The persons of the people, especially of the children, are infested with vermin, and one fruitful source of skin sores is the irritation arising from this cause.

The floors of houses, being concealed by mats, are laid down carelessly with gaps between the boards, and, as the damp earth is only 18 inches or 2 feet below, emanations of all kinds enter the mats and pass into the rooms.

The houses in this region (and I believe everywhere) are hermetically sealed at night, both in summer and winter, the amado, which are made without ventilators, literally boxing them in, so that, unless they are falling to pieces, which is rarely the case, none of the air vitiated by the breathing of many persons, by the emanations from their bodies and clothing, by the miasmata produced by defective domestic arrangements, and by the fumes from charcoal hibachi, can ever be renewed. Exercise is seldom taken from choice, and, unless the women work in the fields, they hang over charcoal fumes the whole day for five months of the year, engaged in interminable processes of cooking, or in the attempt to get warm. Much of the food of the peasantry is raw or half-raw salt fish, and vegetables rendered indigestible by being coarsely pickled, all bolted with the most marvellous rapidity, as if the one object of life were to rush through a meal in the shortest possible time. The married women look as if they had never known youth, and their skin is apt to be like tanned leather. At Kayashima I asked the house-master's wife, who looked about fifty, how old she was (a polite question in Japan), and she replied twenty-two - one of many similar surprises. Her boy was five years old, and was still unweaned.

This digression disposes of one aspect of the population. {11}

LETTER XII - (Concluded)

A Japanese Ferry - A Corrugated Road - The Pass of Sanno - Various Vegetation - An Unattractive Undergrowth - Preponderance of Men.

We changed horses at Tajima, formerly a daimiyo's residence, and, for a Japanese town, rather picturesque. It makes and exports clogs, coarse pottery, coarse lacquer, and coarse baskets.
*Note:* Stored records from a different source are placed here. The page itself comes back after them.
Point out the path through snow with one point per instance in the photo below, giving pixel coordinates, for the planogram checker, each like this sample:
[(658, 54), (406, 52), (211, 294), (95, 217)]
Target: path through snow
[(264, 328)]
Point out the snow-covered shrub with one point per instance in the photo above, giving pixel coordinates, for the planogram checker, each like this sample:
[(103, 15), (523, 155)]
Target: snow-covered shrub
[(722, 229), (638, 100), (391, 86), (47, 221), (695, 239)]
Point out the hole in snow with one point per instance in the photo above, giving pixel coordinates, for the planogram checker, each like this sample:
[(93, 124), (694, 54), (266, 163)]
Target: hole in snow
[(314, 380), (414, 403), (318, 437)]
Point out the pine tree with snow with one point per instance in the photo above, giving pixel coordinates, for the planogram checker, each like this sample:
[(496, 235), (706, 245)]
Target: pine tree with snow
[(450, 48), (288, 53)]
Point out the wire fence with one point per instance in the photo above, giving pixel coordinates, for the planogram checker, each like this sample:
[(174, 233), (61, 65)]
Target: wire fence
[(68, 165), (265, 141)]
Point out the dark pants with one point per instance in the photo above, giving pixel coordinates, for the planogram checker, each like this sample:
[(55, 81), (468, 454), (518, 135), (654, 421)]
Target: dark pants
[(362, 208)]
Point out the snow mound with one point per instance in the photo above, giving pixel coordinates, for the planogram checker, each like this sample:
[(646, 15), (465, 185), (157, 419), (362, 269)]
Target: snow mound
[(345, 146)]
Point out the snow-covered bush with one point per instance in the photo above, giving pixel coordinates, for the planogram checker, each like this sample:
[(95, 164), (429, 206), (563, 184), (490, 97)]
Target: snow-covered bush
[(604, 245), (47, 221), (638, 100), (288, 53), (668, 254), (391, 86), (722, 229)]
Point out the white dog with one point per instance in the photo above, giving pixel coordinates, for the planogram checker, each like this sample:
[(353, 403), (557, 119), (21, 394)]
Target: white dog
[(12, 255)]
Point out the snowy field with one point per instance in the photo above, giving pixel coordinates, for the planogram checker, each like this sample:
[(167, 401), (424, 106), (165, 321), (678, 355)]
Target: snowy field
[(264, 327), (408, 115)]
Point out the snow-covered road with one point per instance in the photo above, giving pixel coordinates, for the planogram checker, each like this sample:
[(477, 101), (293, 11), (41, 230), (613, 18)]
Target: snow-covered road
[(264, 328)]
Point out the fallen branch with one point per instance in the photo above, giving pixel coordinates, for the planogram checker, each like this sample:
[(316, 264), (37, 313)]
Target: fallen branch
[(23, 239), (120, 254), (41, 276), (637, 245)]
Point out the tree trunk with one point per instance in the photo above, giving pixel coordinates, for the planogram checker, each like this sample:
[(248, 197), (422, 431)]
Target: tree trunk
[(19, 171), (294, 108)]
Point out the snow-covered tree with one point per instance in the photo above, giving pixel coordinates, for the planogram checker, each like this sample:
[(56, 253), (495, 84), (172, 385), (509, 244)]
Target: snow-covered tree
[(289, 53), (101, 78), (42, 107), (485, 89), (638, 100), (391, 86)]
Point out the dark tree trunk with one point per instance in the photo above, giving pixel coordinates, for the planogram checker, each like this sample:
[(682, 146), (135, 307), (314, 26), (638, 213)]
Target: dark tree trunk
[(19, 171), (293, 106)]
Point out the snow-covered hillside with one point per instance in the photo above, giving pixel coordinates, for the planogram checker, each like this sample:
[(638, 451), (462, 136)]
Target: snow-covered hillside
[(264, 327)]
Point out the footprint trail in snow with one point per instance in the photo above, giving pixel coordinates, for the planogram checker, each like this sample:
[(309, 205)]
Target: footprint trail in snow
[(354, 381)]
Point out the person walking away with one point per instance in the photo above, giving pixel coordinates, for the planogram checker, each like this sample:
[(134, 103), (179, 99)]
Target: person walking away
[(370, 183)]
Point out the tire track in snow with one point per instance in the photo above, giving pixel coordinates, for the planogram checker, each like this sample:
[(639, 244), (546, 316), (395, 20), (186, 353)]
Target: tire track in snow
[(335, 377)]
After travelling through rice-fields varying from thirty yards square to a quarter of an acre, with the tops of the dykes utilised by planting dwarf beans along them, we came to a large river, the Arakai, along whose affluents we had been tramping for two days, and, after passing through several filthy villages, thronged with filthy and industrious inhabitants, crossed it in a scow. High forks planted securely in the bank on either side sustained a rope formed of several strands of the wistaria knotted together. One man hauled on this hand over hand, another poled at the stern, and the rapid current did the rest.